Adriano Montalto

Personal information
- Date of birth: 6 April 1988 (age 37)
- Place of birth: Erice, Italy
- Height: 1.85 m (6 ft 1 in)
- Position: Forward

Team information
- Current team: Pistoiese

Senior career*
- Years: Team / Apps / (Gls)
- 2007–2008: Messina / 0 / (0)
- 2007–2008: → Scafatese (loan) / 19 / (1)
- 2008–2009: Lecco / 26 / (4)
- 2010–2011: Salernitana / 12 / (3)
- 2011–2012: Siracusa / 15 / (4)
- 2012: Ascoli / 2 / (0)
- 2012–2013: Latina / 3 / (0)
- 2013: → Ascoli (loan) / 5 / (1)
- 2013–2014: Grosseto / 13 / (1)
- 2014–2015: Martina / 37 / (14)
- 2015–2016: Trapani / 30 / (3)
- 2016–2017: Juve Stabia / 5 / (1)
- 2017–2018: Ternana / 34 / (20)
- 2018–2020: Cremonese / 12 / (2)
- 2019–2020: → Venezia (loan) / 19 / (3)
- 2020–2021: Bari / 12 / (4)
- 2021–2023: Reggina / 47 / (11)
- 2022–2023: → Reggiana (loan) / 22 / (9)
- 2023: Reggiana / 0 / (0)
- 2023–2024: Casertana / 27 / (12)
- 2024–2025: Catania / 17 / (2)
- 2025: Reggina / 7 / (1)
- 2025–: Pistoiese / 5 / (0)

= Adriano Montalto =

Italian footballer (born 1988)

Adriano Montalto (born 6 April 1988) is an Italian footballer who plays for Serie D club Pistoiese.

==Biography==
Born in Erice, Sicily, Montalto began his career with Messina. In summer 2007, he was signed by Serie C2 club Scafatese on a temporary deal. Montalto became a free agent after Messina's bankruptcy in July 2008. Montalto became a player of the third-tier club Lecco in 2008–09 Lega Pro Prima Divisione. Montalto did not play any game in the first half of the 2009–10 season. He was signed by Serie B club Salernitana in January 2010 in a 3 1/2-year contract. He wore no.11 shirt for the first team. However, he did not play any game in 2009–10 Serie B. The club was relegated to the third tier in 2010, where Montalto had played 12 times. In 2011, Salernitana went bankrupt. Montalto joined another third-tier club Siracusa in summer 2011. Montalto made 10 starts for the club until January 2012, when he was signed by Serie B club Ascoli.

On 24 August 2012 Montalto returned to the third tier for Latina. The club won promotion to Serie B at the end of season while Ascoli relegated from Serie B. Ascoli also re-signed Montalto on 22 January 2013 in temporary deal, with Andrea Giallombardo moved to Latina from Ascoli Piceno also in temporary deal.

On 2 September 2013, Montalto was signed by the third-tier club Grosseto, with Marco Crimi moving in the opposite direction in a temporary deal. On 10 January 2014 Montalto left for Lega Pro Seconda Divisione (4th tier) club Martina, which the club had to finish 8th or above in order to avoid relegation to Serie D, as the second division of Lega Pro would merge with the prime division of Lega Pro at the end of 2013–14 season, making the first three tier of Italian football were professional leagues only.

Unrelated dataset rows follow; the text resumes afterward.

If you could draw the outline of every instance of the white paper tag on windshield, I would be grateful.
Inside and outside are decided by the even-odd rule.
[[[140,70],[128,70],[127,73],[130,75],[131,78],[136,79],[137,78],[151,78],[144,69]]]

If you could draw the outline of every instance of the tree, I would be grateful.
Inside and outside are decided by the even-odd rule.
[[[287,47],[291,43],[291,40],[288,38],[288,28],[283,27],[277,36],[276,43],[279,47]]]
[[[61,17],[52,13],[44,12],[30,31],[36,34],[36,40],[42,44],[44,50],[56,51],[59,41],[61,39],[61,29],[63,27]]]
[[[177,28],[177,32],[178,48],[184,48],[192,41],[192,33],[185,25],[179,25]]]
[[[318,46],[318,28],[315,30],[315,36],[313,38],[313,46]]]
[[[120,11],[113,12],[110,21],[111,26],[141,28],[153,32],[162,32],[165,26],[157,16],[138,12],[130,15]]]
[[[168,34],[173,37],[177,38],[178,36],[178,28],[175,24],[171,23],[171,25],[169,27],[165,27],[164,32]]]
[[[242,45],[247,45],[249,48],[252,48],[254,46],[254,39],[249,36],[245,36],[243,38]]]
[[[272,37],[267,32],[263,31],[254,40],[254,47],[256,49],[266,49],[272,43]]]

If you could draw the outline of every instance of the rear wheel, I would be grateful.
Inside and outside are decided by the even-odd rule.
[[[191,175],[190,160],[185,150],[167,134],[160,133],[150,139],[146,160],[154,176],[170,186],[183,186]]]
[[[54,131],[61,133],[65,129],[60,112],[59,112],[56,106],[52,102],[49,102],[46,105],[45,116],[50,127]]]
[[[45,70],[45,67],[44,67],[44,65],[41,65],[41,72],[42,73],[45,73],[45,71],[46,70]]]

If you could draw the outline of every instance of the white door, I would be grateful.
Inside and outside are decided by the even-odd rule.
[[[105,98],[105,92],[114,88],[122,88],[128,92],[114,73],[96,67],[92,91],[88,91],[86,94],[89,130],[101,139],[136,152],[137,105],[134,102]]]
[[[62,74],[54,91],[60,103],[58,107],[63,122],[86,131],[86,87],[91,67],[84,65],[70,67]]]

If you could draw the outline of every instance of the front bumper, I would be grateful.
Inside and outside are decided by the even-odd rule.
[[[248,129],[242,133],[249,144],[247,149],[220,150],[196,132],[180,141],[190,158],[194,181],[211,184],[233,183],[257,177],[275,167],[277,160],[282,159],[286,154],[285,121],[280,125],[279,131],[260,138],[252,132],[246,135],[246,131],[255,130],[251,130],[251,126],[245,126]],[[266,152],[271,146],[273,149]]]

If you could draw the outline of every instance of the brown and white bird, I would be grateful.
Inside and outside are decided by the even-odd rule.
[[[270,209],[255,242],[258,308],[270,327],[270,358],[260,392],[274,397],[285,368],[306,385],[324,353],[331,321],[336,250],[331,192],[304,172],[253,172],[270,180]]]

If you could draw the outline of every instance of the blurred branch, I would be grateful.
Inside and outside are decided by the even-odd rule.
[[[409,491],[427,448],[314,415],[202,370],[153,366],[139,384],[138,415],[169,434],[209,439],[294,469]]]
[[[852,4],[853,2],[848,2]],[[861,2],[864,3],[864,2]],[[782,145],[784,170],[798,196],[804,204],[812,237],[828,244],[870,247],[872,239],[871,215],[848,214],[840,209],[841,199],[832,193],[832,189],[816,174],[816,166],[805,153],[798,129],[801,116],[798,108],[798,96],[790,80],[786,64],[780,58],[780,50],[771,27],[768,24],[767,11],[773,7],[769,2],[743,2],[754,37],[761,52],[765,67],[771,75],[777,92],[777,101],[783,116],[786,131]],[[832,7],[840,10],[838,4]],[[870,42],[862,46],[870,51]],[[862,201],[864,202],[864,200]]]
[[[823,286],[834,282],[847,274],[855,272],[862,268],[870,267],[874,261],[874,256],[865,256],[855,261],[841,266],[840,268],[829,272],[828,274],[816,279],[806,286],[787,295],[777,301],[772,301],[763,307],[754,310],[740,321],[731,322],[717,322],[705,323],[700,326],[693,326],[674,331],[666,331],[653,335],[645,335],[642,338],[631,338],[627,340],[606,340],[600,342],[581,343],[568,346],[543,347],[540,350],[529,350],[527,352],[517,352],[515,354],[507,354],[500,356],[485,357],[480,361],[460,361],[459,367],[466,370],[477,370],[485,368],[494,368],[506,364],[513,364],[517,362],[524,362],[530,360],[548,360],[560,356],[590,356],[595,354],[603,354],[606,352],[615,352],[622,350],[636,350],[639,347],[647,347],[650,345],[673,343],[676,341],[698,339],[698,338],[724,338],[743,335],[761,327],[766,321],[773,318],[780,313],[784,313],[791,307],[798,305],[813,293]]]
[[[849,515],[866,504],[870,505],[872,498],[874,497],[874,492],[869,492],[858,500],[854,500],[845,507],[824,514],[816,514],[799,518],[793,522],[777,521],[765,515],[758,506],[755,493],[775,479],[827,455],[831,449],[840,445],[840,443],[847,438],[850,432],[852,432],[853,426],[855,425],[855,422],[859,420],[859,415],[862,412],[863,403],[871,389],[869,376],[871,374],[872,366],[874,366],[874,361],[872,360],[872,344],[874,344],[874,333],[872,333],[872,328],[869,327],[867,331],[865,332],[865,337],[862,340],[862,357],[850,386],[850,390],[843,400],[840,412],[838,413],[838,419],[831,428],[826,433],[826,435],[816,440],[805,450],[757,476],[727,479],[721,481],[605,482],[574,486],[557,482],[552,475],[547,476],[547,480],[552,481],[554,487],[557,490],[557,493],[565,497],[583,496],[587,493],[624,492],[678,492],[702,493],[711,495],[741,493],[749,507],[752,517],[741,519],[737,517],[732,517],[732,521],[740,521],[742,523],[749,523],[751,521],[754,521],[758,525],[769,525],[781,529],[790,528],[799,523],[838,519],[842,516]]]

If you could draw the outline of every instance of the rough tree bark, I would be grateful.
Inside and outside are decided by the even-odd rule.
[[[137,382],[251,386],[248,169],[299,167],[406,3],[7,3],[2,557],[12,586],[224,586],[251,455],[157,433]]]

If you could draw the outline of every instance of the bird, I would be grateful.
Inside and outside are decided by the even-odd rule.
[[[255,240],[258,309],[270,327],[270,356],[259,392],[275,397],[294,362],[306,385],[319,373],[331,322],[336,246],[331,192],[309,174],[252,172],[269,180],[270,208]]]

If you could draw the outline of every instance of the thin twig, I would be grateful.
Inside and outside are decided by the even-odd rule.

In 2015, he was signed by Trapani in a 1-year deal (with optional further years).

On 25 August 2016 he was signed by Juve Stabia.

On 28 August 2019, he joined Venezia on a season-long loan.

On 5 October 2020 he signed a two-year contract with Bari.

On 26 January 2021, he moved to Serie B club Reggina on a 1.5-year contract. On 1 September 2022, Montalto joined Reggiana on loan, with Reggiana holding an obligation to buy his rights in case of promotion to Serie B.

On 8 September 2023, Montalto joined Casertana.

On 28 August 2024, Montalto signed a two-season contract with Catania.